Whether the above execution order is correct or not, we can see it through explain execution plan. The content is too much, so we can see it in stages.

  1. SQL statement dependencies:

We see that stage-5 is the root, so stage-5 is executed first, stage-2 depends on stage-5, and stage-0 depends on stage-2.

  1. Perform stage-5 first:

Note that table B is scanned first, that is, the table behind left JOIN, and then is filtered (marked ② in the figure). In our SQL statement, table A is filtered, but Hive also automatically filters table B. This reduces the amount of associated data.

  1. Next, execute stage-2:
  • The first is the mapside operation:

First scan table A (marked ① in the figure); Next, filter idNO > ‘112233’ (marked ② in figure); Then, left join is performed, and the associated key is IDNO (marked ③ in the figure). After performing the association operation, the output operation will be three fields, including two fields of SELECT and one field of group by (marked ④ in the figure). Then the group by operation is hash (marked ⑤ in the figure). Then the sorting operation is carried out, and forward sorting is carried out according to IDNO (marked by ⑥ in the figure).

  • Then the Reduce side operation:

First, the group by operation is performed. Note that the grouping method is Mergepartial merging (marked ① in the figure). Select (); select (); select (); Having (count_user>1, 10101); Then limit the number of output lines (marked ④ in figure); Mark ⑤ in the figure indicates whether to compress the file. False does not compress the file.

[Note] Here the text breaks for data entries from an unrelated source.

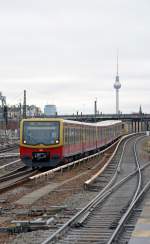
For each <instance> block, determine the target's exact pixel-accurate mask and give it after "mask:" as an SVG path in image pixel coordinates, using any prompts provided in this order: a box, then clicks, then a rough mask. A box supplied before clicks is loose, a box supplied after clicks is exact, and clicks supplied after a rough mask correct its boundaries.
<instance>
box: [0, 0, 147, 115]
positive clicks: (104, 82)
mask: <svg viewBox="0 0 150 244" xmlns="http://www.w3.org/2000/svg"><path fill="white" fill-rule="evenodd" d="M149 13H150V1H149V0H5V1H4V0H0V90H1V91H2V93H3V95H5V96H6V97H7V103H8V104H18V103H19V102H20V101H21V102H22V100H23V90H24V89H26V90H27V103H28V104H37V105H38V106H40V107H42V108H43V106H44V104H56V106H57V108H58V112H59V113H76V111H79V112H81V111H83V113H91V112H93V111H94V100H95V98H97V101H98V109H99V111H100V112H101V111H102V112H103V113H114V112H115V90H114V88H113V84H114V81H115V76H116V53H117V49H119V75H120V82H121V84H122V87H121V89H120V110H121V111H122V112H123V113H130V112H135V111H139V106H140V104H141V105H142V109H143V111H144V112H147V113H150V104H149V101H150V99H149V97H150V24H149V23H150V14H149Z"/></svg>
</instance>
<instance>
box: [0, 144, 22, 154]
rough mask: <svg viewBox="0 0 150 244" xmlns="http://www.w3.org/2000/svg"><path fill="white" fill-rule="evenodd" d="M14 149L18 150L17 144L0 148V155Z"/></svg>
mask: <svg viewBox="0 0 150 244" xmlns="http://www.w3.org/2000/svg"><path fill="white" fill-rule="evenodd" d="M16 148H18V143H14V144H12V143H11V144H7V146H3V147H2V146H1V147H0V153H4V152H9V151H11V150H13V149H16Z"/></svg>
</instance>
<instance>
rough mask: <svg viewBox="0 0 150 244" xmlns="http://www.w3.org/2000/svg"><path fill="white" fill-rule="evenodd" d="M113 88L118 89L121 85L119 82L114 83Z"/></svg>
mask: <svg viewBox="0 0 150 244" xmlns="http://www.w3.org/2000/svg"><path fill="white" fill-rule="evenodd" d="M114 88H115V89H120V88H121V84H120V82H119V81H116V82H115V84H114Z"/></svg>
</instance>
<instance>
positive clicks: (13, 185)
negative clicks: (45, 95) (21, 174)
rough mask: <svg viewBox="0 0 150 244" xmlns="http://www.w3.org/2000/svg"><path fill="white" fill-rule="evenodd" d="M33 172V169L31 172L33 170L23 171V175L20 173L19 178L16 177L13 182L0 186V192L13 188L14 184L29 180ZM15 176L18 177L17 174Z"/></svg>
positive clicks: (0, 192) (34, 172) (34, 173)
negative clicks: (29, 177) (17, 178)
mask: <svg viewBox="0 0 150 244" xmlns="http://www.w3.org/2000/svg"><path fill="white" fill-rule="evenodd" d="M33 174H35V171H34V172H33V170H30V171H29V172H26V173H25V172H24V174H23V175H21V174H20V177H21V178H19V179H16V180H15V181H14V182H13V183H12V182H10V183H8V184H7V185H6V186H4V187H0V194H1V193H3V192H5V191H7V190H9V189H11V188H13V187H15V186H18V185H20V184H23V183H25V182H27V181H28V180H29V177H30V176H31V175H33ZM17 177H19V176H17Z"/></svg>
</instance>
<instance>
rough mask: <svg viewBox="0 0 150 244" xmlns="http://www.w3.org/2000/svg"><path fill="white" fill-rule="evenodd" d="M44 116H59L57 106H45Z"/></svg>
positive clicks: (49, 105) (47, 105) (55, 105)
mask: <svg viewBox="0 0 150 244" xmlns="http://www.w3.org/2000/svg"><path fill="white" fill-rule="evenodd" d="M44 114H45V115H46V116H56V115H57V109H56V105H53V104H51V105H45V107H44Z"/></svg>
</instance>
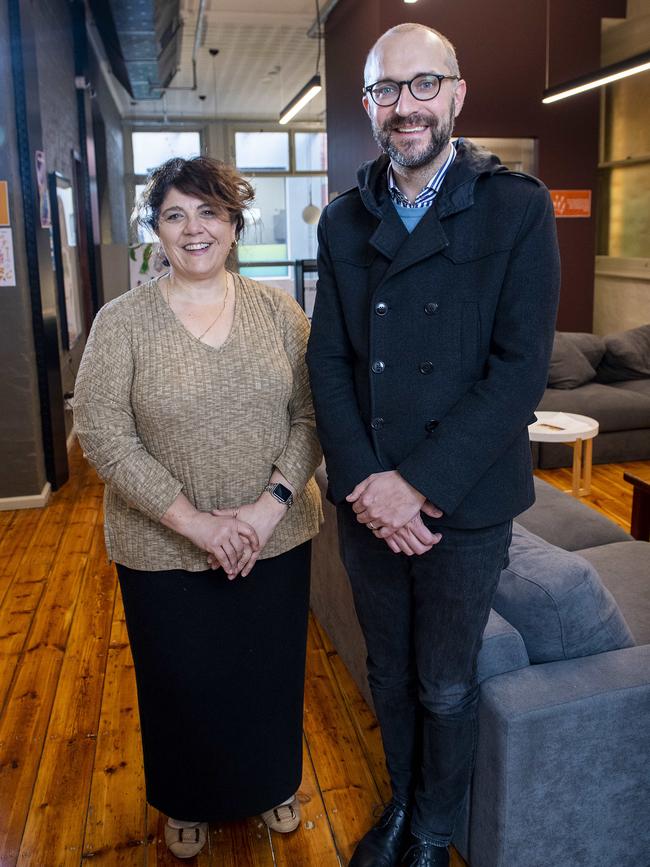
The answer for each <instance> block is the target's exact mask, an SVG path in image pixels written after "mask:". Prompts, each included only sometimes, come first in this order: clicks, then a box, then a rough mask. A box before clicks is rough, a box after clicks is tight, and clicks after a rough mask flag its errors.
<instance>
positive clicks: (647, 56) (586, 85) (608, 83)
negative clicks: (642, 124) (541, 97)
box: [542, 51, 650, 104]
mask: <svg viewBox="0 0 650 867" xmlns="http://www.w3.org/2000/svg"><path fill="white" fill-rule="evenodd" d="M648 69H650V51H646V52H644V53H643V54H636V55H635V56H634V57H629V58H628V59H627V60H621V61H620V62H619V63H612V64H611V66H604V67H603V68H602V69H599V70H598V71H597V72H592V73H591V74H590V75H583V76H581V77H580V78H575V79H573V81H565V82H564V84H558V85H557V86H556V87H550V88H548V89H547V90H545V91H544V96H543V98H542V102H544V103H547V104H548V103H551V102H557V101H558V100H559V99H566V98H567V97H568V96H575V95H576V94H577V93H583V92H584V91H585V90H593V89H594V88H595V87H602V86H603V85H605V84H610V83H611V82H612V81H618V79H619V78H627V76H629V75H636V74H637V73H639V72H645V71H646V70H648Z"/></svg>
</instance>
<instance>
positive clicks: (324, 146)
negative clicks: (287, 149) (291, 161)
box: [295, 132, 327, 172]
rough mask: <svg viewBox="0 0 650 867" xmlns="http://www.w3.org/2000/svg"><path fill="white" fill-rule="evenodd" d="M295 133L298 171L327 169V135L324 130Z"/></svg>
mask: <svg viewBox="0 0 650 867" xmlns="http://www.w3.org/2000/svg"><path fill="white" fill-rule="evenodd" d="M295 135H296V137H295V142H296V171H298V172H303V171H316V172H322V171H325V170H326V169H327V135H326V134H325V133H324V132H297V133H296V134H295Z"/></svg>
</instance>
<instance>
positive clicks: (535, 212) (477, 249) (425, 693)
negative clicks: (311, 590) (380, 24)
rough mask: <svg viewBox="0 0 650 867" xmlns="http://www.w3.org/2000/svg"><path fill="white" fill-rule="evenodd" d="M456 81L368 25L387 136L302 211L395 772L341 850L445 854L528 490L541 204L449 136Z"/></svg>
mask: <svg viewBox="0 0 650 867" xmlns="http://www.w3.org/2000/svg"><path fill="white" fill-rule="evenodd" d="M465 92H466V84H465V82H464V81H463V80H462V78H461V77H460V72H459V70H458V63H457V61H456V56H455V52H454V48H453V46H452V45H451V43H450V42H449V41H448V40H447V39H446V38H445V37H444V36H442V35H441V34H439V33H437V32H436V31H434V30H431V29H430V28H427V27H423V26H421V25H415V24H403V25H399V26H398V27H395V28H393V29H392V30H389V31H388V32H387V33H385V34H384V35H383V36H382V37H381V38H380V39H379V40H378V42H377V43H376V44H375V45H374V46H373V48H372V50H371V51H370V54H369V56H368V60H367V62H366V68H365V87H364V96H363V104H364V107H365V109H366V111H367V113H368V115H369V117H370V120H371V123H372V130H373V134H374V137H375V139H376V141H377V143H378V144H379V145H380V147H381V148H382V150H383V151H384V155H382V156H380V157H379V158H378V159H377V160H375V161H374V162H372V163H368V164H365V165H364V166H362V167H361V169H360V171H359V175H358V183H359V185H358V187H357V188H354V189H352V190H349V191H348V192H346V193H343V194H342V195H341V196H339V197H338V198H337V199H336V200H334V201H333V202H332V203H331V204H330V205H329V206H328V207H327V208H326V209H325V211H324V213H323V215H322V218H321V222H320V226H319V240H320V251H319V283H318V291H317V298H316V307H315V311H314V317H313V324H312V335H311V339H310V344H309V349H308V363H309V367H310V375H311V379H312V388H313V393H314V400H315V406H316V417H317V423H318V428H319V432H320V437H321V441H322V444H323V449H324V452H325V456H326V460H327V469H328V477H329V497H330V499H332V500H333V501H334V502H335V503H336V504H337V506H338V524H339V535H340V542H341V555H342V559H343V561H344V564H345V566H346V569H347V571H348V574H349V577H350V581H351V585H352V589H353V592H354V597H355V607H356V610H357V614H358V617H359V620H360V623H361V626H362V628H363V631H364V634H365V638H366V644H367V648H368V676H369V683H370V686H371V689H372V693H373V698H374V702H375V708H376V711H377V716H378V719H379V723H380V725H381V731H382V737H383V742H384V750H385V754H386V761H387V766H388V770H389V774H390V778H391V784H392V801H391V803H390V804H389V805H388V807H387V809H386V810H385V812H384V814H383V816H382V818H381V819H380V821H379V823H378V824H377V825H376V826H375V827H374V828H372V829H371V830H370V831H369V832H368V834H366V836H365V837H364V838H363V839H362V840H361V842H360V843H359V844H358V846H357V849H356V851H355V853H354V855H353V857H352V860H351V862H350V864H351V865H352V867H391V865H397V864H404V865H409V867H415V865H418V867H428V865H436V867H439V865H446V864H448V863H449V860H448V859H449V855H448V851H447V844H448V843H449V841H450V839H451V836H452V833H453V830H454V823H455V820H456V818H457V816H458V813H459V810H460V808H461V806H462V803H463V800H464V797H465V794H466V791H467V787H468V784H469V780H470V776H471V772H472V763H473V756H474V750H475V746H476V705H477V701H478V686H477V679H476V659H477V655H478V651H479V649H480V645H481V635H482V632H483V628H484V626H485V623H486V620H487V617H488V614H489V610H490V606H491V602H492V598H493V594H494V591H495V587H496V584H497V581H498V579H499V575H500V572H501V569H502V567H503V565H504V561H505V558H506V555H507V548H508V545H509V541H510V536H511V527H512V518H513V516H515V515H517V514H518V513H519V512H521V511H523V510H524V509H526V508H527V507H528V506H529V505H531V503H532V502H533V499H534V493H533V484H532V472H531V458H530V446H529V442H528V435H527V425H528V424H529V423H530V422H531V421H533V420H534V416H533V410H534V409H535V407H536V405H537V403H538V400H539V399H540V397H541V395H542V393H543V390H544V387H545V384H546V375H547V367H548V361H549V357H550V350H551V345H552V339H553V329H554V322H555V313H556V306H557V298H558V283H559V262H558V254H557V243H556V236H555V221H554V216H553V209H552V207H551V203H550V198H549V195H548V191H547V190H546V189H545V187H544V186H543V185H542V184H541V183H540V182H539V181H537V180H536V179H534V178H531V177H528V176H526V175H522V174H520V173H514V172H509V171H508V170H507V169H506V168H505V167H503V166H502V165H501V164H500V163H499V161H498V159H497V158H496V157H494V156H492V155H490V154H488V153H487V152H485V151H482V150H481V149H479V148H477V147H475V146H474V145H472V144H471V143H470V142H468V141H464V140H462V139H461V140H459V141H458V142H456V143H455V144H452V143H451V140H450V138H451V134H452V130H453V126H454V120H455V118H456V117H457V115H458V114H459V112H460V111H461V109H462V106H463V101H464V99H465ZM495 98H498V95H495Z"/></svg>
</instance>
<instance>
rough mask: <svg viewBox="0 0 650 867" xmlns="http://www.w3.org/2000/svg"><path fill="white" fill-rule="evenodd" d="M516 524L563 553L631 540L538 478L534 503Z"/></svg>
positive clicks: (601, 517) (628, 540)
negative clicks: (555, 546) (540, 536)
mask: <svg viewBox="0 0 650 867" xmlns="http://www.w3.org/2000/svg"><path fill="white" fill-rule="evenodd" d="M517 523H518V524H520V525H521V526H523V527H524V528H525V529H526V530H528V531H529V532H530V533H535V534H536V535H537V536H541V537H542V539H546V541H547V542H550V543H551V544H552V545H557V546H558V547H559V548H564V549H565V550H566V551H576V550H578V549H579V548H594V547H595V546H596V545H607V544H608V543H609V542H629V541H630V540H631V539H632V537H631V536H630V535H629V533H626V532H625V531H624V530H622V529H621V528H620V527H619V526H618V524H615V523H614V522H613V521H610V520H609V518H606V517H605V516H604V515H601V514H600V512H597V511H596V510H595V509H591V508H590V507H589V506H585V505H584V503H581V502H580V501H579V500H576V498H575V497H572V496H570V495H569V494H565V493H563V492H562V491H560V490H558V489H557V488H556V487H554V486H553V485H549V483H548V482H545V481H543V479H538V478H535V503H534V504H533V505H532V506H531V507H530V509H527V510H526V511H525V512H523V513H522V514H521V515H519V516H518V517H517Z"/></svg>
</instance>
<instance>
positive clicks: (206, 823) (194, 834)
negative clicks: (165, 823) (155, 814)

The amount of data in the execution plan is only the predicted amount of data, not the actual operation, so the data may be inaccurate!

  1. Finally, stage-0:

Limit the number of lines in the final output to 10.

conclusion

Through the above analysis of SQL execution plan, the following points are summarized:

  1. Each stage is an independent MR, and complex Hive SQL statements can produce multiple stages. You can see what the steps are by looking at the description of the execution plan.

  2. For a group by key, it must be a field in the table. For a HAVING key, it must be a select field.

  3. Order by is executed after select, so the key of order BY must be the select field.

  4. Select * will add a lot of unnecessary consumption (CPU, IO, memory, network bandwidth).